We are not sure how much evidence the government needs to see before it has the courage to act. If it really wants to tackle alcohol misuse it must develop a comprehensive strategy that will work across government departments and focus on affordability, availability and promotion. These policies will not be popular with the alcohol industry. But the government must show that it cares more for reducing the number of lives ruined by alcohol misuse than it does for keeping the industry happy.
We hope that as health experts we will have an opportunity to sit down with people from many government departments, including health, transport and treasury, to explore the actions and policies, based on evidence, that are essential to turning the tide against alcohol harm.
Katherine Brown, Head of Research and Communications at the Institute of Alcohol Studies, said:
We have serious reservations about the level of importance placed on the Responsibility Deal as providing a solution to the problem of alcohol in the UK. The RDA pledges are not based on evidence of what works, and were largely written by Government and industry officials before the health community was invited to join the proceedings. Furthermore, there are no hard outcomes attached to the pledges, which rely heavily on evaluation by the industry.
We cannot endorse a process in which the alcohol industry is invited to co-create and self-regulate health policy. There is clearly a conflict of interest between industry economic objectives and public health goals of reducing alcohol consumption and associated harms. This has been highlighted by two parliamentary select committees and the WHO.
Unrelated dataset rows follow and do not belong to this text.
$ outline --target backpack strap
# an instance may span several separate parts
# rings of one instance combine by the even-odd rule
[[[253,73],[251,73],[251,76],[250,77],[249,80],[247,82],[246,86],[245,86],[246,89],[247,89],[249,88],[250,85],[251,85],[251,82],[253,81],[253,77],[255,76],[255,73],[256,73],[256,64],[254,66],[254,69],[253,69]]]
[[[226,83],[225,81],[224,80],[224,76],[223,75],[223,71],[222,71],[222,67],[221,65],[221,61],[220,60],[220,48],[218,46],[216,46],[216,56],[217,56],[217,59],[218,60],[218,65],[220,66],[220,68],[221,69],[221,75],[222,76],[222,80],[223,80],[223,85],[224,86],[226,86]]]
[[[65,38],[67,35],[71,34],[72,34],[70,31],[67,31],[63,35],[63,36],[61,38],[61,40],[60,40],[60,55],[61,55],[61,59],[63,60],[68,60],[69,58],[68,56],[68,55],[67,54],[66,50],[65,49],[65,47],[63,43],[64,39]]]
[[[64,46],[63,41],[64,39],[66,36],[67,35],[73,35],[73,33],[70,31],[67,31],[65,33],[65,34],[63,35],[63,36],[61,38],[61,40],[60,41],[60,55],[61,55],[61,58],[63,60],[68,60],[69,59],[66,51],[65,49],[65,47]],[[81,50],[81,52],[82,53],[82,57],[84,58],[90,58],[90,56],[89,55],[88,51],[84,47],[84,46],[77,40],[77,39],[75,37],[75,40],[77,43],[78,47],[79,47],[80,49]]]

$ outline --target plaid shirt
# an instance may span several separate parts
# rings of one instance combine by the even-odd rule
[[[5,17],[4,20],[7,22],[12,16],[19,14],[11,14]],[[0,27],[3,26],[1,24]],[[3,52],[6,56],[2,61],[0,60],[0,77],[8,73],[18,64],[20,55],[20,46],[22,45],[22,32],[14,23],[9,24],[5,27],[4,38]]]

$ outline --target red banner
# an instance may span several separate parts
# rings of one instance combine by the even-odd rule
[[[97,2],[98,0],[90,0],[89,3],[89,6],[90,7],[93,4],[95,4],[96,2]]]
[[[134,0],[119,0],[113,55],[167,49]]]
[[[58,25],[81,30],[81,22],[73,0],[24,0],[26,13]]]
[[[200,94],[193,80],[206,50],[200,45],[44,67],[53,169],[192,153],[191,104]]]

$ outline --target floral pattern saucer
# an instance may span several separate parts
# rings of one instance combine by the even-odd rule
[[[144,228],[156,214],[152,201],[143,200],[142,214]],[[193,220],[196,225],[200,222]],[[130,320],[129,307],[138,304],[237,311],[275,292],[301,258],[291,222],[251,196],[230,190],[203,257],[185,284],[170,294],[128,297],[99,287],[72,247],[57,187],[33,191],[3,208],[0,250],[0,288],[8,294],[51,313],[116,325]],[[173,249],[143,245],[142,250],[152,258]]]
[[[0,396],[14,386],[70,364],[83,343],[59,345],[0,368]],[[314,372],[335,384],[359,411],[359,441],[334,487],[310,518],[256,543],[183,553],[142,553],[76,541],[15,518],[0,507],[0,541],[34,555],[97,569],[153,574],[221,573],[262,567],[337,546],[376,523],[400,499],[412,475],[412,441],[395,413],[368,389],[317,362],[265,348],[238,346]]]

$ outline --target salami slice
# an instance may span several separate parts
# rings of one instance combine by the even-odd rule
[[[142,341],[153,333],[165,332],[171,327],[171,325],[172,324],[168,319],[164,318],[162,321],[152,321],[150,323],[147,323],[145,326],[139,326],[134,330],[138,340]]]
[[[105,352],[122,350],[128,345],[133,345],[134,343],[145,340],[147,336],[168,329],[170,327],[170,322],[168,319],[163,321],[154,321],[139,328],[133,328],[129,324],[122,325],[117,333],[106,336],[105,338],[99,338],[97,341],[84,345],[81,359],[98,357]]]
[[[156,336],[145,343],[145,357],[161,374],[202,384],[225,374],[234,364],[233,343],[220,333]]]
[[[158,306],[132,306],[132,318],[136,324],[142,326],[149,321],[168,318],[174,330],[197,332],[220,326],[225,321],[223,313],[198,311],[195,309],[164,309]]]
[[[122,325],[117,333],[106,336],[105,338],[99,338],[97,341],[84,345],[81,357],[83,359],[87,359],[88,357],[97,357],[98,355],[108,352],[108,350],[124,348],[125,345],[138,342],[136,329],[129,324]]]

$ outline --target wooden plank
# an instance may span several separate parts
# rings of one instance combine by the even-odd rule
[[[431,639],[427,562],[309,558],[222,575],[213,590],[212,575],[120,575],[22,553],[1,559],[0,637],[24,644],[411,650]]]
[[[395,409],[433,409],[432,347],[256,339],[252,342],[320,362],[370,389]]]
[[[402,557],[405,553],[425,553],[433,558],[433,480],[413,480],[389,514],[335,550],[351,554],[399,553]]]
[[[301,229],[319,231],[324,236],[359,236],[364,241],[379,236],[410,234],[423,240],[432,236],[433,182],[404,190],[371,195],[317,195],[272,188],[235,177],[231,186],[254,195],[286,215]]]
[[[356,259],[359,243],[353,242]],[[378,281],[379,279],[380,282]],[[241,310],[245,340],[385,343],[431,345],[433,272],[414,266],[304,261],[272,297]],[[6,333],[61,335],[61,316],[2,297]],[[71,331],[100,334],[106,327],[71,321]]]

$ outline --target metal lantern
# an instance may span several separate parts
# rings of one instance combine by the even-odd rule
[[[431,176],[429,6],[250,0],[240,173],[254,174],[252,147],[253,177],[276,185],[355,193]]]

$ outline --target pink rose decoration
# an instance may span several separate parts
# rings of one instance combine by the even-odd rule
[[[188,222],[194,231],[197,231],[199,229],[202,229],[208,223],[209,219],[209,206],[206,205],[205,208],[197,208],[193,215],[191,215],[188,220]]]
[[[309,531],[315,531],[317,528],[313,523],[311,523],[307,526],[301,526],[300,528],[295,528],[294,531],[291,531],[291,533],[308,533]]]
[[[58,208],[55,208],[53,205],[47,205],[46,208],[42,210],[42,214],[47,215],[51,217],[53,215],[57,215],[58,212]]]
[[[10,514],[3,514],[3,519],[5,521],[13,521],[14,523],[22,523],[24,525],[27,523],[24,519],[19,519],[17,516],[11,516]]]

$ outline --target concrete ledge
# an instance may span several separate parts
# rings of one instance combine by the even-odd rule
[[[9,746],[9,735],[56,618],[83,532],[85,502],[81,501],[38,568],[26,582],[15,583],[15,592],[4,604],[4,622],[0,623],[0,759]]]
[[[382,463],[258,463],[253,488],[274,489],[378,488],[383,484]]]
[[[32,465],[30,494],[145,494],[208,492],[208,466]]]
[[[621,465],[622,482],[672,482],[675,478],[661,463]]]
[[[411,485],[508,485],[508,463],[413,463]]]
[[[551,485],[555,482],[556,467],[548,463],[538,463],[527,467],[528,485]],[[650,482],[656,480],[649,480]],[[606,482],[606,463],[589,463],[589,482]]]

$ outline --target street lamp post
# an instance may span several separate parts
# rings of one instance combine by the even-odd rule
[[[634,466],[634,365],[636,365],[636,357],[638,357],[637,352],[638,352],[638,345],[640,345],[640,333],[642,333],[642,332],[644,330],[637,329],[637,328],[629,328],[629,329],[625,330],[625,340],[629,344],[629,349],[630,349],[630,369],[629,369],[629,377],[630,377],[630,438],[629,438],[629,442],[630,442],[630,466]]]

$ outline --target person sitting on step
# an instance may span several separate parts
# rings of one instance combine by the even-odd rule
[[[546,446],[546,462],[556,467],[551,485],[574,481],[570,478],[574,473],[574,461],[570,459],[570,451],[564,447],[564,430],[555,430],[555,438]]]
The most effective means of reducing alcohol related harm is through adjustments in affordability, availability and promotion. These policies are supported by a broad evidence base and have been recommended to Government by a recent cross party House of Commons Health Committee report. The Responsibility Deal fails to address any of these policy areas and we are yet to see any real proof that Government is looking into developing a cross-departmental comprehensive alcohol strategy, based on evidence of what works.
Sir Ian Gilmore, Royal College of Physicians Special Advisor on Alcohol, said:
While it is perfectly appropriate for Government to take into account the economic impact of any public health policy, it is not acceptable for the drinks industry to drive the pace and direction that such public health policy takes. The industry pledges published in various newspapers, do not give practicing doctors, who see the rising tide of health harm from drink in their daily practice, any confidence that they will get to the core of how we reverse this entirely preventable cause of illness and death.